The gym doors part and suddenly the empty hallway is filled with people, all silently watching as I sit on the floor sobbing and destroyed. When the crowd parts and Valentine bursts into view, I watch as his lips form into a word, but the ringing in my ears is so loud that all I can hear are the sounds of my
own thoughts.
I deserve this.
They all know.
They all saw.
I’m crazy.
I’m broken.
I’m ruined.
I’m ruined.
I’m ruined.
The last thought plays on repeat over and over, getting louder and louder as he moves toward me. Our gazes lock and there’s something in his eyes, but I don’t know what it is. He should be smug, he should be victorious, he should be happy. He did this, he recorded a video of me, and he played it for the entire school. He told me he wanted to teach me a lesson. He taunted me last night about how I’m shallow and more interested in what other people thought of me. He did this. He won. He said he’d ruin me and he has.
He ruined me.
He reaches me, kneeling down next to me and the buzzing in my head recedes for long enough that I can hear him calling me.
“Princess.”
My breaths get shallower and I shake my head from side to side.
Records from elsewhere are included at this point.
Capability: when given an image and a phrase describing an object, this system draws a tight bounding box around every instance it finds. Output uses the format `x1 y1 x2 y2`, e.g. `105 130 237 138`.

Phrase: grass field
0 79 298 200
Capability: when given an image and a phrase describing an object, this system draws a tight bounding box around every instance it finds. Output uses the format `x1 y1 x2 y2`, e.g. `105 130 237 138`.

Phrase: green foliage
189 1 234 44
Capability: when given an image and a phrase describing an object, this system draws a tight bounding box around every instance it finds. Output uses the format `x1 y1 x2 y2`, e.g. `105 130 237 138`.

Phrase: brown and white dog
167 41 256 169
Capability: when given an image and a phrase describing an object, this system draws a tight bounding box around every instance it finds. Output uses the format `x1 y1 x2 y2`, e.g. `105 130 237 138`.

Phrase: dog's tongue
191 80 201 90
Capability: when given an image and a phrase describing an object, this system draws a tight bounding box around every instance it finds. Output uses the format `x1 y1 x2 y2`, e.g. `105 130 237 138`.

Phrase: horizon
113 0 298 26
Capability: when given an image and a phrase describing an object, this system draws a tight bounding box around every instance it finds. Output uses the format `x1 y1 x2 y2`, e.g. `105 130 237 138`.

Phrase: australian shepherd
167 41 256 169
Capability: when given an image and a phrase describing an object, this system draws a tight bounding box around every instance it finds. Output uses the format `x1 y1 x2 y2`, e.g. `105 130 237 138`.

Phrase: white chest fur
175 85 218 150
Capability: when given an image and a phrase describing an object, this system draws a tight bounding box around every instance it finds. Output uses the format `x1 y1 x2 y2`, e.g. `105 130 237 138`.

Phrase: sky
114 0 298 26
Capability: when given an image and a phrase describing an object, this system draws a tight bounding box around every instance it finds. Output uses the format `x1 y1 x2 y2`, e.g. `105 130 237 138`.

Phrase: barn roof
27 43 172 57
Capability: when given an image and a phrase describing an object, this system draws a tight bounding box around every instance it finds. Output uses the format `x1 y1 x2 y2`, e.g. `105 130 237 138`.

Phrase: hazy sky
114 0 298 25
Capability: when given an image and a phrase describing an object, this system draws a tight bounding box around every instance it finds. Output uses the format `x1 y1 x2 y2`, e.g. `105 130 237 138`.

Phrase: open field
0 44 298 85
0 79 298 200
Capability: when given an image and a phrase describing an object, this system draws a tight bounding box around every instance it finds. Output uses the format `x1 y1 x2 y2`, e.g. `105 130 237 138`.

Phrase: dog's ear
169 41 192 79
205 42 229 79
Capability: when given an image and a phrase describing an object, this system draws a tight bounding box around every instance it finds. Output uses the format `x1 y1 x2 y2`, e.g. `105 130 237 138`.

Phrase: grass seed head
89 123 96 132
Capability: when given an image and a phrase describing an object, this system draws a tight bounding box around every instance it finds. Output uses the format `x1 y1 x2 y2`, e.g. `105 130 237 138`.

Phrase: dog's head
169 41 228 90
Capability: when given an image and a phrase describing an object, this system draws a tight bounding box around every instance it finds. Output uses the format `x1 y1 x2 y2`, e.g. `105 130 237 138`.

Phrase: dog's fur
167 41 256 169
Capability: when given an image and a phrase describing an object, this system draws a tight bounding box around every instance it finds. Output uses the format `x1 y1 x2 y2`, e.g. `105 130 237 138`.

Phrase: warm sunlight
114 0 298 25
He promised to ruin me. He did this. He did this.
When his hand touches my arm, I scream, yanking away from him. He calls me again and I shake my head even more viciously.
“You ruined me,” I whisper. “You won.”
Then I curl my head between my legs, clamp my hands over my ears and try to block out everything. When I feel his hands on me, I scream again, “No.”
Whipping my head up, I glare at him, “Don’t touch me, don’t fucking touch me,” I scream.
His eyes are wide and shocked, but he moves back, sliding his hand away from me slowly.
“How could you?” I gasp, my words broken and tear-filled.
I watch as he shakes his head back and forth, but I just bury my face in my knees again and let the blackness take over.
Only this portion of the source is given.